How does Ni-Cad Battery achieve charging and discharging?

Nickel-Cadmium Battery is a common rechargeable battery, which is widely used in various devices for its good cycle performance and long service life.

1. Basic structure of nickel-cadmium battery
Nickel-cadmium battery is mainly composed of the following parts.
Positive electrode: nickel hydroxide (NiOOH), as an oxidant when the battery is charged.
Negative electrode: cadmium (Cd), as a reducing agent.
Electrolyte: generally potassium hydroxide (KOH) solution, which plays a conductive role.
This structure enables the battery to undergo chemical reactions during the charging and discharging process to achieve energy conversion.

2. Charging process
The charging process is usually divided into several stages.
Initial charging stage: In this stage, the voltage and current of the battery are low, and the current provided by the charger gradually increases. This process is to gradually start the chemical reaction inside the battery to ensure the safety and stability of the battery.
Fast charging stage: In this stage, the voltage of the battery rises, the internal reaction speed accelerates, and the current reaches the highest point. At this time, the charger provides the maximum charging current to the battery for rapid charging. This process usually takes a few hours to more than ten hours, depending on the capacity of the battery and the power of the charger.
Constant voltage charging stage: When the battery is close to full, the charger will automatically reduce the output current to prevent overcharging. During this stage, the battery voltage is maintained at a constant value to further ensure safety.
Charging completion stage: The charger monitors the voltage and temperature of the battery to determine whether the charging is complete. Once the battery reaches the preset charging threshold, the charger will automatically stop charging to prevent overheating or damage.

3. Charging precautions
During the charging process, there are several important precautions.
Avoid overcharging: Overcharging may cause the internal temperature of the battery to be too high, affecting the battery life and even causing safety hazards. Modern chargers are usually equipped with overcharge protection to automatically cut off charging.
Temperature monitoring: High temperature will reduce the charging efficiency of the battery and may cause battery damage. Therefore, it is very important to maintain a suitable temperature for the charging environment.
Choose a suitable charger: Use a charger that matches the battery and ensure that the output current and voltage meet the battery requirements to improve charging efficiency and protect the battery.

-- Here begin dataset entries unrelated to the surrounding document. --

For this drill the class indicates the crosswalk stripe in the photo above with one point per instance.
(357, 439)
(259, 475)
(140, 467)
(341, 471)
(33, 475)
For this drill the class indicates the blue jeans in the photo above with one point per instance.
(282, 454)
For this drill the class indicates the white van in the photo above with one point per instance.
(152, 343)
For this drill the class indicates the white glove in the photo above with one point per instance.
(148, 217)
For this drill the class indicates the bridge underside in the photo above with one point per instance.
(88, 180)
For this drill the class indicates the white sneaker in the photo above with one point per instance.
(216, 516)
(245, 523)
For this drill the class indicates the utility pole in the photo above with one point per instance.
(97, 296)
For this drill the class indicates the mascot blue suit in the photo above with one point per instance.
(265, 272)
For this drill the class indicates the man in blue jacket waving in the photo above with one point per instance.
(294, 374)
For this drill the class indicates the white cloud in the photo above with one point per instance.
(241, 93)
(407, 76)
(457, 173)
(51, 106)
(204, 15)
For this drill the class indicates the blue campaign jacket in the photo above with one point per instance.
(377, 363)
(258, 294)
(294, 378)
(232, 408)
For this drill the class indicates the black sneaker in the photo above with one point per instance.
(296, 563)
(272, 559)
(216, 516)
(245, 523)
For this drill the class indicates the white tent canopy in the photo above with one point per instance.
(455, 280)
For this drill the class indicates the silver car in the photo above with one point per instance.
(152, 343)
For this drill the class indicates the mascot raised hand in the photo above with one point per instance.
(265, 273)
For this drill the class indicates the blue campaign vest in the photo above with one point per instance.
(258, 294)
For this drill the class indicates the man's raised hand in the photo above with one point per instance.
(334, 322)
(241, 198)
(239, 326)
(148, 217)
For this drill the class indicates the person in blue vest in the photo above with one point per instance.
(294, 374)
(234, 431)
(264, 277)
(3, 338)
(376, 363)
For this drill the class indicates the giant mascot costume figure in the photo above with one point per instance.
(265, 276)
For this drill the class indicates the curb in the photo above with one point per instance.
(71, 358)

4. Charging efficiency and performance
The charging efficiency of nickel-cadmium batteries is usually high, reaching 80%-90%. However, the battery may be affected by the "memory effect" during use, that is, if it is not fully discharged before charging, the available capacity of the battery may decrease. Therefore, regular full discharge and charge cycles are an effective way to maintain battery performance.

The charging process of nickel-cadmium batteries is a complex and sophisticated electrochemical reaction process involving multiple stages and chemical changes. Understanding its charging principle and process will help to better use and maintain nickel-cadmium batteries and extend their service life. With the development of science and technology, although nickel-cadmium batteries are gradually replaced by new batteries, their charging principles still provide us with valuable learning and application experience.